The Tuesday evening attack on Kramatorsk wounded 61 other people, Ukraine's national police said, as strikes rained across the country late on Tuesday and early Wednesday.
The ongoing attacks came as Russian President Vladimir Putin met with military staff in the Kremlin on Tuesday, trying to repair the damage to his authority from a mutiny led by Wagner private army chief Yevgeny Prigozhin.
He flew to the Caspian city of Derbent, in the mostly Muslim region of Dagestan, on the Islamic holiday of Eid al-Adha on Wednesday. Putin visited an ancient citadel and a historic mosque, met with officials, and walked to cheering crowds next to a fountain, talking to people and shaking hands — rare behaviour for the secretive and reserved Russian leader.
Prigozhin went into exile in neighbouring Belarus on Tuesday, according to Belarus President Alexander Lukashenko, after Russia said he wouldn't face charges for the revolt. Prigozhin's whereabouts could not be independently confirmed.
Lukashenko has said his country would allow Wagner to set up a temporary camp in Belarus, but it remained unclear how many mercenaries would move there.
Ukrainian President Volodymyr Zelenskyy played down concerns that Wagner would pose a threat from Belarus.
He said the group's mercenaries probably wouldn't go there in significant numbers, and added that Ukraine's military believes security along the Belarusian border will remain "unchanged and controllable".
US President Joe Biden said on Wednesday the unrest had weakened Putin, though he added that it's "hard to tell" to what extent.
"He's clearly losing the war in (Ukraine)," Biden said of Putin. "He's losing the war at home and he has become a bit of a pariah around the world."
In Kramatorsk, two 14-year-old sisters died in the attack, the city council's educational department said. "Russian missiles stopped the beating of the hearts of two angels," it said in a Telegram post.
The other dead teenager was 17, according to Prosecutor General Andrii Kostin.
The attack also damaged 18 multi-story buildings, 65 houses, five schools, two kindergartens, a shopping centre, an administrative building and a recreational building, regional governor Pavlo Kyrylenko said.
Rescuers were still searching the rubble for bodies and more survivors in a city where last year, about six weeks after the start of war, 52 civilians were killed in a Russian missile strike on a train station.
Kramatorsk is a frontline city that houses the Ukrainian army's regional headquarters.
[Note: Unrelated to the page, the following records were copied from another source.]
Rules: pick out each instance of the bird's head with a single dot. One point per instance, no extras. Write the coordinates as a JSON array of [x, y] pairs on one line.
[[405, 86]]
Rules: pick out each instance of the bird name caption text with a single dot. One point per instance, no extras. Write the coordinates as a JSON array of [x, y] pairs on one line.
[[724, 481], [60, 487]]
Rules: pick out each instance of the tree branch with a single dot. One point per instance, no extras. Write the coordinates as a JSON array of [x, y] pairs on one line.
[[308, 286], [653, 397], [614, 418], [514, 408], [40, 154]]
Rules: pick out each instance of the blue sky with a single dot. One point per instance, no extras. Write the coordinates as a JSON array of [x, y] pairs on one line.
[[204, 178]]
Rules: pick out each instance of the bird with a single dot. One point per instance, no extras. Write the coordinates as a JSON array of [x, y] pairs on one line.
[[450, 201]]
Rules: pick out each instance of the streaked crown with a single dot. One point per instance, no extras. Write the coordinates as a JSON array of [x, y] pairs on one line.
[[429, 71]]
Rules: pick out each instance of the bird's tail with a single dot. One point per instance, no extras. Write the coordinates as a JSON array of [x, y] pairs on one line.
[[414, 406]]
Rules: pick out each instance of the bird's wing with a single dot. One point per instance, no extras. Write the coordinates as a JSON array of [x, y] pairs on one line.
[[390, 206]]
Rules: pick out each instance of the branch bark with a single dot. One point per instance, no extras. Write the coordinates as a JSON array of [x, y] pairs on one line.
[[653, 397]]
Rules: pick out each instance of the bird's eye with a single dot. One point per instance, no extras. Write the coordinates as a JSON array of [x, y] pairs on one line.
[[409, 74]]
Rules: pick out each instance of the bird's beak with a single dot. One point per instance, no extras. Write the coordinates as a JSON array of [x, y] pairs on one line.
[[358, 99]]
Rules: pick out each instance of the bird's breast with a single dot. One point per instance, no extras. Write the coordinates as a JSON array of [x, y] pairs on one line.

The pizza restaurant was frequented by journalists, aid workers and soldiers, as well as local residents.
The Security Service of Ukraine said the man it detained, an employee of a gas transportation company, is suspected of filming the restaurant for the Russians and informing them about its popularity.
The Russian Defence Ministry said its forces hit a facility used by Ukrainian army officers in Kramatorsk but did not mention the pizza restaurant that was struck.
Kramatorsk is in Donetsk, one of four Ukrainian provinces that Russia annexed last September but does not fully control. In 2014, Russia also annexed Ukraine's Crimea.